Anyways, just a new "pet peeve" of mine; within our soundtrack discourse.

 
 
 Posted:   Jan 14, 2016 - 3:27 PM   
 By:   Thor   (Member)

Yeah, it's this 'inferral' which has become all the rage -- a peculiar phenomenon that has gradually grown in the last 15 years or so. Post any given thread on "what score you want to see released?", and you'll get any number of people listing scores that already have a release, without any specification other than the film's title and the composer. They're obviously talking about expanded versions, but we have to INFER that because it has become such a pervasive norm these days. I find that unfortunate, because essential discussion surrounding the original soundtrack (and, in fact, the music itself) is being lost in the mix.

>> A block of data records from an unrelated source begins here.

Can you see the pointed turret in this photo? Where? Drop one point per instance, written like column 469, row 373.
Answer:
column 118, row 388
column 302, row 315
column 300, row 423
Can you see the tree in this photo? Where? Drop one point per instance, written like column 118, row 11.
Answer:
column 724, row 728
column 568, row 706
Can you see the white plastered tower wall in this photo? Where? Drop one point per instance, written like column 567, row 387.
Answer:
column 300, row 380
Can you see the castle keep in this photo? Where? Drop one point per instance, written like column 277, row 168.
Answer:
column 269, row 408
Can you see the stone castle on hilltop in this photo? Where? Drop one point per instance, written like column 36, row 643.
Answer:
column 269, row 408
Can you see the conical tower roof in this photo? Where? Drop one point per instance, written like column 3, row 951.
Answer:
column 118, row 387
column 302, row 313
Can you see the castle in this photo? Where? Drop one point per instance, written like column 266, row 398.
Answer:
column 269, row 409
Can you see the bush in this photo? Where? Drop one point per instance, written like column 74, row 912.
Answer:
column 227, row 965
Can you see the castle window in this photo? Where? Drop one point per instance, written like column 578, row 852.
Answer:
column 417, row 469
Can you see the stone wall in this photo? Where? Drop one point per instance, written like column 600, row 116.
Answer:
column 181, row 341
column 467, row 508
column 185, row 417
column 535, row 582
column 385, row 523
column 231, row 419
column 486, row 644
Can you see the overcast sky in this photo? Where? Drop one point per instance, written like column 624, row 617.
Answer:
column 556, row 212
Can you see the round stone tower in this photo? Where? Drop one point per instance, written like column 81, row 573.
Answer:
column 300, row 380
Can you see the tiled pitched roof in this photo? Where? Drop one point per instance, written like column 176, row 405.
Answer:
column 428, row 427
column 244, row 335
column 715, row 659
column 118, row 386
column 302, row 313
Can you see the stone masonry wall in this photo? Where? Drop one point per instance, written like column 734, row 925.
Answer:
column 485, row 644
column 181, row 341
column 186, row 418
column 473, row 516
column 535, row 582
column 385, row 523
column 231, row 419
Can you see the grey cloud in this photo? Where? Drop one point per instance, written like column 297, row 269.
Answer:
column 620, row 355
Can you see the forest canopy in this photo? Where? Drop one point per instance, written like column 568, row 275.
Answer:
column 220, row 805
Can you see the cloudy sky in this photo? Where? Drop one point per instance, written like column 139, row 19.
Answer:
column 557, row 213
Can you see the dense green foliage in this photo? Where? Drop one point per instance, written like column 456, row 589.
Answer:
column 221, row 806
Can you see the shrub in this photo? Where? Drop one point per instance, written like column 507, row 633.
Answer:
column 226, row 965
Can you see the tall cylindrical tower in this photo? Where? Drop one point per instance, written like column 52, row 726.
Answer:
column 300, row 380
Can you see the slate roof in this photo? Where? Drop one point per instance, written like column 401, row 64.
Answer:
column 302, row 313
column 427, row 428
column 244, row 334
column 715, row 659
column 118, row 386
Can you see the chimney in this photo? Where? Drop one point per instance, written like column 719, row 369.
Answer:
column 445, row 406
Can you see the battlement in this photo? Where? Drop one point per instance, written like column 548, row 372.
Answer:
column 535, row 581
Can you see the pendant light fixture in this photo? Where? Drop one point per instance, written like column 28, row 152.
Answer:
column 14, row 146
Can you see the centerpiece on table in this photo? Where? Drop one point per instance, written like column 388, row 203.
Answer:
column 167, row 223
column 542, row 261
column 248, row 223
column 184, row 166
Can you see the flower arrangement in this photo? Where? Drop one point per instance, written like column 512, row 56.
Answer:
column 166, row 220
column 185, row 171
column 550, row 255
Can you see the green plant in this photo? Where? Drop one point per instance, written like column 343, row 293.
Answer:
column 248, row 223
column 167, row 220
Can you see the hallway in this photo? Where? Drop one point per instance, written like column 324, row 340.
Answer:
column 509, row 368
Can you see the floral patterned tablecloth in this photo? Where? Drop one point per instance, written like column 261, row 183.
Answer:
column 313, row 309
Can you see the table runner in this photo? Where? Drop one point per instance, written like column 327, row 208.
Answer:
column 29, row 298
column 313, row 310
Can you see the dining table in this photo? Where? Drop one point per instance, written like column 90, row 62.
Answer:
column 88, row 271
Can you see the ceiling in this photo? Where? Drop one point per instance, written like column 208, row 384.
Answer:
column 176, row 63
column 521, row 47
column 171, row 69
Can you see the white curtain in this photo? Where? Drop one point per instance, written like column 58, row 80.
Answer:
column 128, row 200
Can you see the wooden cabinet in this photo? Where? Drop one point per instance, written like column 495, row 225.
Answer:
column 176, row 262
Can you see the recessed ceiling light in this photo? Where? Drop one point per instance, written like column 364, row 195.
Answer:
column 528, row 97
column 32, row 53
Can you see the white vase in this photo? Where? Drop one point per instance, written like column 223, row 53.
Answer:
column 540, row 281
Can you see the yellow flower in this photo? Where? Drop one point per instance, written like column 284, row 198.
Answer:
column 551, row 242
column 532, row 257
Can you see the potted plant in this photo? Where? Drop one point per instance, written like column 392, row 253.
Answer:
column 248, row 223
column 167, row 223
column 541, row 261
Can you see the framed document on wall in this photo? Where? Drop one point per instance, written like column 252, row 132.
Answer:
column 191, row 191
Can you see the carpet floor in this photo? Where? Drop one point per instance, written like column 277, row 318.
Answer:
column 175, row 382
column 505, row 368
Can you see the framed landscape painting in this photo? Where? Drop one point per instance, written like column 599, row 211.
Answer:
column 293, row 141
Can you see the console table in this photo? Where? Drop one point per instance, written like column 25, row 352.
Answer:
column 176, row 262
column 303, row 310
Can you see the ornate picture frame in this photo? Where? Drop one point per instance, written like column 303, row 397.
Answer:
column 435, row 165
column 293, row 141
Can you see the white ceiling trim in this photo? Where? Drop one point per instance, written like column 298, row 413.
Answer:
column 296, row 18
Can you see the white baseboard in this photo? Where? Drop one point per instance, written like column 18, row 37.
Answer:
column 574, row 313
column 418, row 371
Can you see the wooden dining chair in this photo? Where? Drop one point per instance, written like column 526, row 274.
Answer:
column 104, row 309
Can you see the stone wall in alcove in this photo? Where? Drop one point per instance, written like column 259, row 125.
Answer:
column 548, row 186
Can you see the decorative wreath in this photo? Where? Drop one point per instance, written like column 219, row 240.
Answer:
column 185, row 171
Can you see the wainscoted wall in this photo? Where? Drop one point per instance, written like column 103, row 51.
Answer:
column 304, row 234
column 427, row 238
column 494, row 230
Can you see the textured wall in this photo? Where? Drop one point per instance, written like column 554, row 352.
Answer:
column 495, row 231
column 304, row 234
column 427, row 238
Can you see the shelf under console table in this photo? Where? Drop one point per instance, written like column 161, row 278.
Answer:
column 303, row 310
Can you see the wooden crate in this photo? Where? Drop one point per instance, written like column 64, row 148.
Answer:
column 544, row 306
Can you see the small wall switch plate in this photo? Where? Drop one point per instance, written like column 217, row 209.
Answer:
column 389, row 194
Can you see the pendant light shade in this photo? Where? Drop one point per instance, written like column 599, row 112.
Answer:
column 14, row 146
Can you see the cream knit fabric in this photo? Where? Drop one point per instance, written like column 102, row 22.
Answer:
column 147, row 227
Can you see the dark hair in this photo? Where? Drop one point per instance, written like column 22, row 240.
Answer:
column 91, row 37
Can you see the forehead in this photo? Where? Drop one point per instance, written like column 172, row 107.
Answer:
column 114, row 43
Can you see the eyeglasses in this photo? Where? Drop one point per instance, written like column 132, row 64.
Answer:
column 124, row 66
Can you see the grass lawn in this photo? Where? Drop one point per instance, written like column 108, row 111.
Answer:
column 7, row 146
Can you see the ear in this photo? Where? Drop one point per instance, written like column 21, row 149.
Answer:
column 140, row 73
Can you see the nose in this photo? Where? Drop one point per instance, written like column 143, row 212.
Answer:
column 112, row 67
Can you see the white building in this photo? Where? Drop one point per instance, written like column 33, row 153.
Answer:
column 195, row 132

Anyways, I'll stop ranting now. Yes, we both dig this score and I have no problem with either a re-issue or an expanded release down the road, even if I am content with what I've got.

 
 
 Posted:   Jan 14, 2016 - 3:34 PM   
 By:   Smitty   (Member)

Yeah, it's this 'inferral' which has become all the rage -- a peculiar phenomenon that has only appeared in the last 15 years or so. Post any given thread on "what score you want to see released?", and you'll get any number of people listing scores that already have a release, without any specification other than the film's title and the composer. They're obviously talking about expanded versions, but we have to INFER that because it has become such a pervasive norm these days. I find that unfortunate, because essential discussion surrounding the original soundtrack (and, in fact, the music itself) is being lost in the mix.

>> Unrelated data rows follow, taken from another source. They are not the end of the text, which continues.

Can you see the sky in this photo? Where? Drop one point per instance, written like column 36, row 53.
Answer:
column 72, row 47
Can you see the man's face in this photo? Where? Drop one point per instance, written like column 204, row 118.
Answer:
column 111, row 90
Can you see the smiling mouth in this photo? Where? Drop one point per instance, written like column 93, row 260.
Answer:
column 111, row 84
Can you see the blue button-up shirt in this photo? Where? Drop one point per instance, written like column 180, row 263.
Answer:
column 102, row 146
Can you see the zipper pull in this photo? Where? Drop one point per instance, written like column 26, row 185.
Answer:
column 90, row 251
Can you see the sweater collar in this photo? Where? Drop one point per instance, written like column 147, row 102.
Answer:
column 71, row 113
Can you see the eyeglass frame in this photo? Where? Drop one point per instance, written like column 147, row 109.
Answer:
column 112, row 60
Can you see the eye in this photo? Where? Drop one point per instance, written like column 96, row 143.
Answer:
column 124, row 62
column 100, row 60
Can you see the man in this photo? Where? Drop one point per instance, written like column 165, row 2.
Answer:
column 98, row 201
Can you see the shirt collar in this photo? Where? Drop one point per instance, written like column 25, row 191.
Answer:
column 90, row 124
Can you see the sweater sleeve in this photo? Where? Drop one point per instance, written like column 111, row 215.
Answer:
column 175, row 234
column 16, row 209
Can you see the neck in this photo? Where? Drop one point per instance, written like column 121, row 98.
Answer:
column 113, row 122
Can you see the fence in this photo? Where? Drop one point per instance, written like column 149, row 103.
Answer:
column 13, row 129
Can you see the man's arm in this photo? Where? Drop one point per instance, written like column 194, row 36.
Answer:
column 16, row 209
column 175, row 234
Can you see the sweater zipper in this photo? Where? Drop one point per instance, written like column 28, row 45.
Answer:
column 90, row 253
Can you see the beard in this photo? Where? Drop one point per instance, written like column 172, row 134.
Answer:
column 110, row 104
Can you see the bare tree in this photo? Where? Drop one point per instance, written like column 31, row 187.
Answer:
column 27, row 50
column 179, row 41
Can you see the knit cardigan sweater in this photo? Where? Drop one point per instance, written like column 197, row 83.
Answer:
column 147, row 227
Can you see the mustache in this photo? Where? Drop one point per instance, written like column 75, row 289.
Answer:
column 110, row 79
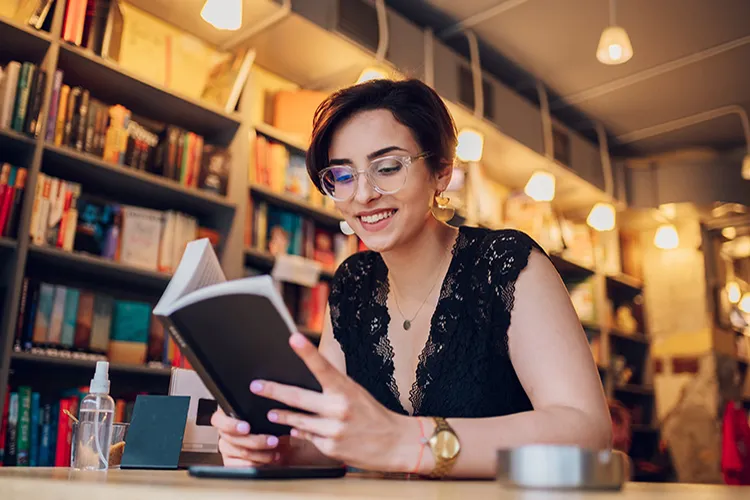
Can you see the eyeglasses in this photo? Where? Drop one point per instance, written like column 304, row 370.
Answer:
column 387, row 175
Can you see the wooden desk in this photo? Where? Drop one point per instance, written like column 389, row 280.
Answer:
column 43, row 483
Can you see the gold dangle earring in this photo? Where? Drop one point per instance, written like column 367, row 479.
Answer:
column 441, row 210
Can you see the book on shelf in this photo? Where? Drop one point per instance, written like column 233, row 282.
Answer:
column 36, row 431
column 21, row 95
column 12, row 188
column 64, row 217
column 279, row 231
column 64, row 322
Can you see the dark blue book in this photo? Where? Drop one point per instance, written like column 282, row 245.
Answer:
column 34, row 441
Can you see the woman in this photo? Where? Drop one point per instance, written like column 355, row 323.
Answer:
column 470, row 325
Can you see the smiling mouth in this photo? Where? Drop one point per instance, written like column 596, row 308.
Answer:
column 377, row 217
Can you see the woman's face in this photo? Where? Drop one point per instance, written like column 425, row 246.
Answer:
column 384, row 221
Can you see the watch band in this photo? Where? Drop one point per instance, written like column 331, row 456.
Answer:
column 443, row 464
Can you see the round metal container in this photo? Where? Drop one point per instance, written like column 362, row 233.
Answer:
column 562, row 467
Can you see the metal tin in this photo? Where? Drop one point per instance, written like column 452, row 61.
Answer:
column 562, row 467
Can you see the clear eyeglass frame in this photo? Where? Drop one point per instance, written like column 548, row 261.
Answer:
column 405, row 160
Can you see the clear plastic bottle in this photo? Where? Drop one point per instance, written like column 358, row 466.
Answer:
column 95, row 416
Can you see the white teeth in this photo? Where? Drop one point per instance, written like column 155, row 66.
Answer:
column 372, row 219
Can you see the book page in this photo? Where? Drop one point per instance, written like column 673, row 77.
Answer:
column 198, row 268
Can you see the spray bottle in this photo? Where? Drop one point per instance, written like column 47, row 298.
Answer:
column 95, row 417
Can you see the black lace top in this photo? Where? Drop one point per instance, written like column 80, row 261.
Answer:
column 465, row 368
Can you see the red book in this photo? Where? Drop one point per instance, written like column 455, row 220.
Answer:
column 6, row 201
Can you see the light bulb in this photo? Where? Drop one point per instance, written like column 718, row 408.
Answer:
column 745, row 303
column 371, row 74
column 470, row 145
column 729, row 233
column 602, row 217
column 746, row 167
column 614, row 46
column 733, row 292
column 223, row 14
column 666, row 237
column 541, row 186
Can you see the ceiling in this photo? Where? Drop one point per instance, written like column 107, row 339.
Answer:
column 668, row 77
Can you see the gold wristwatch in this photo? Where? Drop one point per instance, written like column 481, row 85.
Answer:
column 445, row 448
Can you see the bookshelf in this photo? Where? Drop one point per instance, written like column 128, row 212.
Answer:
column 294, row 204
column 97, row 269
column 111, row 84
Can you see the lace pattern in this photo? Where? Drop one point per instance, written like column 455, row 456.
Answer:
column 464, row 369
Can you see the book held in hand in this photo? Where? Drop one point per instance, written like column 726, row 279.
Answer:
column 232, row 332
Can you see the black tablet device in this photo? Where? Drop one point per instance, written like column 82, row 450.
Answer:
column 266, row 472
column 232, row 332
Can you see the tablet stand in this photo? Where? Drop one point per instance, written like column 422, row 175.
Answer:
column 154, row 438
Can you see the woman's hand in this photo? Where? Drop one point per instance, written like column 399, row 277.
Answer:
column 346, row 423
column 239, row 448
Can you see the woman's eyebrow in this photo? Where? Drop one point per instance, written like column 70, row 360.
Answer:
column 371, row 156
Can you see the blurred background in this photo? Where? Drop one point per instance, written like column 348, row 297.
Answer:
column 614, row 132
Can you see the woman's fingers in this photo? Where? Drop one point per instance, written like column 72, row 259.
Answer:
column 230, row 451
column 229, row 425
column 308, row 424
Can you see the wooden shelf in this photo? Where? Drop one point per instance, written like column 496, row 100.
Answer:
column 264, row 260
column 110, row 83
column 7, row 243
column 644, row 390
column 644, row 428
column 64, row 362
column 10, row 139
column 626, row 281
column 99, row 268
column 131, row 185
column 294, row 204
column 290, row 140
column 22, row 43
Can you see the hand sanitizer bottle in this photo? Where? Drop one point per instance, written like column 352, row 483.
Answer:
column 94, row 433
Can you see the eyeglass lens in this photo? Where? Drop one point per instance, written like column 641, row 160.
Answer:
column 386, row 175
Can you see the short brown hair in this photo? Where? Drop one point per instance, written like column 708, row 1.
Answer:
column 413, row 104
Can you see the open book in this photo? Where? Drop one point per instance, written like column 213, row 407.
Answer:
column 232, row 332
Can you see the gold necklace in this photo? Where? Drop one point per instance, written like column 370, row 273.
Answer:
column 407, row 322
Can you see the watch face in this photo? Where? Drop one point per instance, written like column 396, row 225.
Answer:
column 446, row 445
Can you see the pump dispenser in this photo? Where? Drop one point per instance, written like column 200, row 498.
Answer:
column 94, row 428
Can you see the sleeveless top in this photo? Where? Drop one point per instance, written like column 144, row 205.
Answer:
column 464, row 370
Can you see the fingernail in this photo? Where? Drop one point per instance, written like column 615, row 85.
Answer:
column 298, row 340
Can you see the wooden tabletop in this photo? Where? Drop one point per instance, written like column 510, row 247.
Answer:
column 60, row 483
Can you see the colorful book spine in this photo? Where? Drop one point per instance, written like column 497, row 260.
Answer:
column 34, row 433
column 24, row 426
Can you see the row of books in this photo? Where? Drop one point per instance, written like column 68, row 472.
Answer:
column 12, row 187
column 280, row 231
column 284, row 171
column 66, row 322
column 35, row 428
column 21, row 95
column 85, row 320
column 78, row 120
column 64, row 217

Anyways, I'll stop ranting now. Yes, we both dig this score and I have no problem with either a re-issue or an expanded release down the road, even if I am content with what I've got.

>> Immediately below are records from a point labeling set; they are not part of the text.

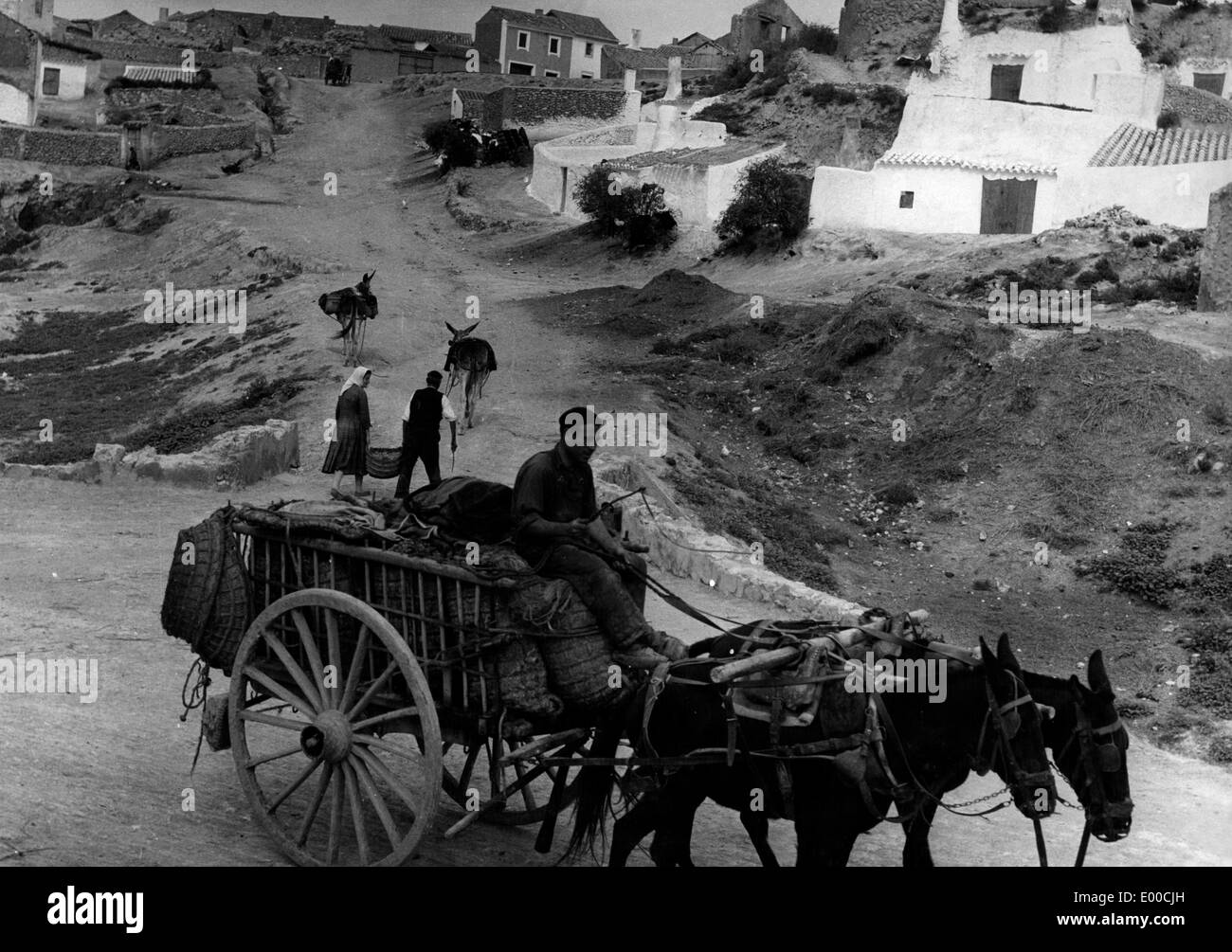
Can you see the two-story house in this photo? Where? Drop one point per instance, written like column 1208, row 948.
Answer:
column 553, row 44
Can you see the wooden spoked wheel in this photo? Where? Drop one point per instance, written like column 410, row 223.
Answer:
column 325, row 702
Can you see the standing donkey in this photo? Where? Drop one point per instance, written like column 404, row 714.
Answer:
column 352, row 308
column 473, row 357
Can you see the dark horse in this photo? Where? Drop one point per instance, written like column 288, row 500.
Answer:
column 352, row 308
column 473, row 357
column 987, row 721
column 1082, row 729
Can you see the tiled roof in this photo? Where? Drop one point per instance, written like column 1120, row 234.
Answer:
column 584, row 26
column 163, row 74
column 989, row 165
column 1134, row 146
column 414, row 35
column 555, row 21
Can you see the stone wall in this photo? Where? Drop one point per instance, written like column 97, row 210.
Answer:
column 61, row 147
column 172, row 140
column 1196, row 106
column 533, row 106
column 861, row 21
column 204, row 99
column 1216, row 287
column 235, row 458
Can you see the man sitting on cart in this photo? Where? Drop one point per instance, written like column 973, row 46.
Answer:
column 558, row 531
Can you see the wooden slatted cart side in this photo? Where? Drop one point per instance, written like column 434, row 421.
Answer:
column 443, row 612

I feel the same way in general. However, pedantic bickering is also annoying, as are people who say "anyways."

 
 
 Posted:   Jan 15, 2016 - 12:25 AM   
 By:   Christian Reiffenrath   (Member)

Just want to mention that the blu ray of it looks and sounds really good, much better than the dvd. I first bought it in the early 90's on vhs (glorious 4:3 full frame and cut by 5 minutes) after i got the varese cd and it has never left the top 10 of my favourite movies ever since. Guilty Pleasure!

 
 
 Posted:   Jan 15, 2016 - 5:59 AM   
 By:   Tall Guy   (Member)

I'm bemused by the resurrection of a film best long forgotten ... at least, IMHO.

.....

Mitch


Allow me to attempt further bemusement smile. I adored both film and score from the moment it flickered onto the screen on first release, and saw it two or three times at the cinema after that. I even took my dad's Dictaphone to record the opening theme on one of the repeat showings.

I liked the character of Hemlock, and although I can't recall if I read the book first or afterwards, it threw more light onto him, which enhanced it. Trevanian wrote a second Hemlock book, The Loo Sanction, and I waited in vain for Clint to make another appearance - perhaps the title was enough to discourage a repeat.

This was one of the scores that cemented my liking for Williams, with that perfect main theme and I also loved the icy mountain music. The training sequences remain a favourite combination of film and score, not in the league of Ecstasy of Gold (what is?) but truly memorable.

Would I buy another iteration of the score? You bet I would.